Combination therapy is often used in cancer treatment and is beneficial also in the case of PARP and PARG inhibitors. Given that PARP/PARG inhibitors compromise replication fork stability and impair DNA repair, DNA-damaging agents (e.g., ionizing radiation, camptothecin, temozolomide) as well as inhibitors of proteins involved in replication stress response, DNA damage response and cell cycle checkpoints (e.g., ATR, CHK1, WEE1 inhibitors) have shown synergistic effects with PARP1/2 or PARG inhibitors in killing cancer cells [77,79,155,166,174-177]. Combination treatment with PARP1/2 and ATR inhibitors results in accumulation of DNA damage in mitosis, yielding severe mitotic defects in the form of lagging chromosomes, anaphase bridges and micronuclei, and resulting in 53BP1 nuclear bodies in G1 phase or death by mitotic catastrophe [79,155]. Rather than directly inhibiting DDR and checkpoint proteins, the BET domain inhibitor JQ1 synergizes with PARP1/2 inhibitors by reducing the expression levels of DDR factors BRCA1, RAD51 and TOPBP1, as well as the G2/M checkpoint regulator WEE1 [178,179]. As a result, unrepaired DNA damage is carried over into mitosis causing mitotic catastrophe [178]. Finally, PARP1/2 inhibitors have shown stronger anticancer effects when combined with TNKS1 inhibitors through targeting at once DNA replication, telomere stability and mitotic progression [113,166].
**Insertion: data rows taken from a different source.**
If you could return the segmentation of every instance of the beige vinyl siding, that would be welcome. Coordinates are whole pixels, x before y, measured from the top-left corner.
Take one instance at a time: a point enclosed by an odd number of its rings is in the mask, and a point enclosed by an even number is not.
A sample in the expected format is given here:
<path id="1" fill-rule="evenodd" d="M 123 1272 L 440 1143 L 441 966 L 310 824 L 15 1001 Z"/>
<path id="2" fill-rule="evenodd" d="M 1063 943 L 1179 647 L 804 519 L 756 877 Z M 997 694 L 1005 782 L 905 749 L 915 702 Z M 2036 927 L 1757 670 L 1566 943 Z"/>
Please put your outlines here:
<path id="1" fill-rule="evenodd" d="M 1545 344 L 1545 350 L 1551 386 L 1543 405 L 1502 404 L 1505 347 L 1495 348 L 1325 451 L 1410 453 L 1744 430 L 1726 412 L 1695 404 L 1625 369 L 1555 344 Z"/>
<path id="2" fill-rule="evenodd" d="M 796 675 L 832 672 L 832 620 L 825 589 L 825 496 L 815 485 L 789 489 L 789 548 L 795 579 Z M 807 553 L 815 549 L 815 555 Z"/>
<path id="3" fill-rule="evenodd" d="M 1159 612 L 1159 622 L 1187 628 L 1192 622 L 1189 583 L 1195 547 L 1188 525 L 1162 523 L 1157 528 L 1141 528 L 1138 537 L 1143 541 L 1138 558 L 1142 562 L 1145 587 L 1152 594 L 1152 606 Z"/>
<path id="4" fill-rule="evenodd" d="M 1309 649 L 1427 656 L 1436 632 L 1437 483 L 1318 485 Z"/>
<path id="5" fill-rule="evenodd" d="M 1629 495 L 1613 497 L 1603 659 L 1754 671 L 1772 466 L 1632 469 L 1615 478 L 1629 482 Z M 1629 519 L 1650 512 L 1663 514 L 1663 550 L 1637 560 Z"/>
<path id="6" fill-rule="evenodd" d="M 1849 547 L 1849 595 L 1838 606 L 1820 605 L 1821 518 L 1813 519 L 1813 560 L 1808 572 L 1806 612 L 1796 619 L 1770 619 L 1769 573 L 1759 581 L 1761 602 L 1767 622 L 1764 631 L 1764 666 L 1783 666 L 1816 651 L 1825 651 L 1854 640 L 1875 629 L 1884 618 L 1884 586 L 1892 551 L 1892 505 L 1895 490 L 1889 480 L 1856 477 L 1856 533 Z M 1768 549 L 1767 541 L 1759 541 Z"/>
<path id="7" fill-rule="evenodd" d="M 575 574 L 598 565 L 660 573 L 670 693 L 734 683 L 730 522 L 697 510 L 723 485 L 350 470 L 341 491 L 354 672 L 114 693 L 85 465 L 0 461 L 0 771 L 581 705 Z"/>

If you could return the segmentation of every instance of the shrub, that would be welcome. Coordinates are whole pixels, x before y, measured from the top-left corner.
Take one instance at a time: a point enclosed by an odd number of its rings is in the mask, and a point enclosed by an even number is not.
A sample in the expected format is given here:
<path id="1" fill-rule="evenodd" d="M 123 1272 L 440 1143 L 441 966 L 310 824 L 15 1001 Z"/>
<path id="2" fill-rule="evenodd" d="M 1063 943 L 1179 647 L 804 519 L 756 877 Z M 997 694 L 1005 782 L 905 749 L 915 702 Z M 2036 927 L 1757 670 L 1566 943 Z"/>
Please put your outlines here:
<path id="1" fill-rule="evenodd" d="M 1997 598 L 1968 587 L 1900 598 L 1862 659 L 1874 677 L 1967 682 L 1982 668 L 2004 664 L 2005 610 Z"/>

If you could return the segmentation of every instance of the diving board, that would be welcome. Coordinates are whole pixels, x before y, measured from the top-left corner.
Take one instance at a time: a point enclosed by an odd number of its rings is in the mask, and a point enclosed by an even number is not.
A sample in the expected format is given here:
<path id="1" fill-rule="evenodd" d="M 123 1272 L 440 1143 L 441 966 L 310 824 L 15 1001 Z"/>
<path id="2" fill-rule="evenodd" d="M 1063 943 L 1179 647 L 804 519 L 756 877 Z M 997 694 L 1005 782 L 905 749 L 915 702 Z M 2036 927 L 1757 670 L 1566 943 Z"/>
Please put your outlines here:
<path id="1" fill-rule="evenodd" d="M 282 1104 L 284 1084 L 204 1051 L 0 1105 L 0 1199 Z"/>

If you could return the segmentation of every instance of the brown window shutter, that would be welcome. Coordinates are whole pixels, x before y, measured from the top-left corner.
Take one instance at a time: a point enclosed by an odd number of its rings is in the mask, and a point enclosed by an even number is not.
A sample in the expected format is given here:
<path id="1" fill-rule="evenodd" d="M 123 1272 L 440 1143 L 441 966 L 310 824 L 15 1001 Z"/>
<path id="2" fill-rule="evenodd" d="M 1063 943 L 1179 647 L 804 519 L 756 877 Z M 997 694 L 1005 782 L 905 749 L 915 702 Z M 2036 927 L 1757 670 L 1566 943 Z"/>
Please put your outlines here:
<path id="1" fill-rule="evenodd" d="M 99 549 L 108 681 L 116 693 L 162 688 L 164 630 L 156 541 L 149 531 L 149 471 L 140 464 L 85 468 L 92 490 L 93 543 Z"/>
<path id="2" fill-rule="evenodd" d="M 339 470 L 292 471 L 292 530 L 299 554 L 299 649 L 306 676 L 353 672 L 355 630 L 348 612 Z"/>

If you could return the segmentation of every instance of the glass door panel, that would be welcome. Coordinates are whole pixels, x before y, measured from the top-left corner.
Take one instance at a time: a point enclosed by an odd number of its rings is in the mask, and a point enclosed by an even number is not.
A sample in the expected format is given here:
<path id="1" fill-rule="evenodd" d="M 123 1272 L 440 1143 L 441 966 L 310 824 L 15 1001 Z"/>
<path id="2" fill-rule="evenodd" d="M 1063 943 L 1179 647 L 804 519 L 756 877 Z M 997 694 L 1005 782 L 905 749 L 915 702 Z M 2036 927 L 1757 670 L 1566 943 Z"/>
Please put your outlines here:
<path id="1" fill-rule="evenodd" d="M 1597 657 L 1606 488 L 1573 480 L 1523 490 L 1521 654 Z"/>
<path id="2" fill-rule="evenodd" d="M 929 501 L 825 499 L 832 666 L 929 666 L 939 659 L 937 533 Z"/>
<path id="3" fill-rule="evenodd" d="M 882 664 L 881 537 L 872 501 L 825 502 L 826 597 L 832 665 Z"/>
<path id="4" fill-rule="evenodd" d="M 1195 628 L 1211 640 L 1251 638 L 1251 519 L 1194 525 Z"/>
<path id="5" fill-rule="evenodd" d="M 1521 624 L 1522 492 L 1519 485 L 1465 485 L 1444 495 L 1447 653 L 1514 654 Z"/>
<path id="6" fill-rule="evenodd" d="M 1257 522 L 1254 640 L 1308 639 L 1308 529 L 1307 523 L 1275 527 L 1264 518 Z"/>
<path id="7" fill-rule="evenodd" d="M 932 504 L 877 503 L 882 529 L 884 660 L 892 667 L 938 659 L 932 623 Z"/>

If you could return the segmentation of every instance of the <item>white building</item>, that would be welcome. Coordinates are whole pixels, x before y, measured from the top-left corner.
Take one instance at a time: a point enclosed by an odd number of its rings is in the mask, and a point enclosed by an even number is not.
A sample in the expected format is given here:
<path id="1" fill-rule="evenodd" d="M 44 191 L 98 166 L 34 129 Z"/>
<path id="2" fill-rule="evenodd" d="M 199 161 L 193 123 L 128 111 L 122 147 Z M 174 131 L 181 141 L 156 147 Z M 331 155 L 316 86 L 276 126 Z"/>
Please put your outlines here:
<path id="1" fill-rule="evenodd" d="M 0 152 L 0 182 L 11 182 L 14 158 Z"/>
Overall, combination therapy with PARP1/2 inhibitors capitalizes on compromised replication fork stability, which is exacerbated in the case of (i) genetic mutations in DNA repair pathways that rescue stalled or collapsed forks, (ii) increased DNA damage burden through combination with DNA-damaging agents, and (iii) inhibitors of cell cycle checkpoints that allow compromised cells to progress to mitosis. In light of numerous connections between genomic instability acquired during S phase and chromosomal instability ensuing from mitotic progression, it is critical to analyse in detail mitotic phenotypes linked with the administration of PARP and other inhibitors that compromise genomic stability.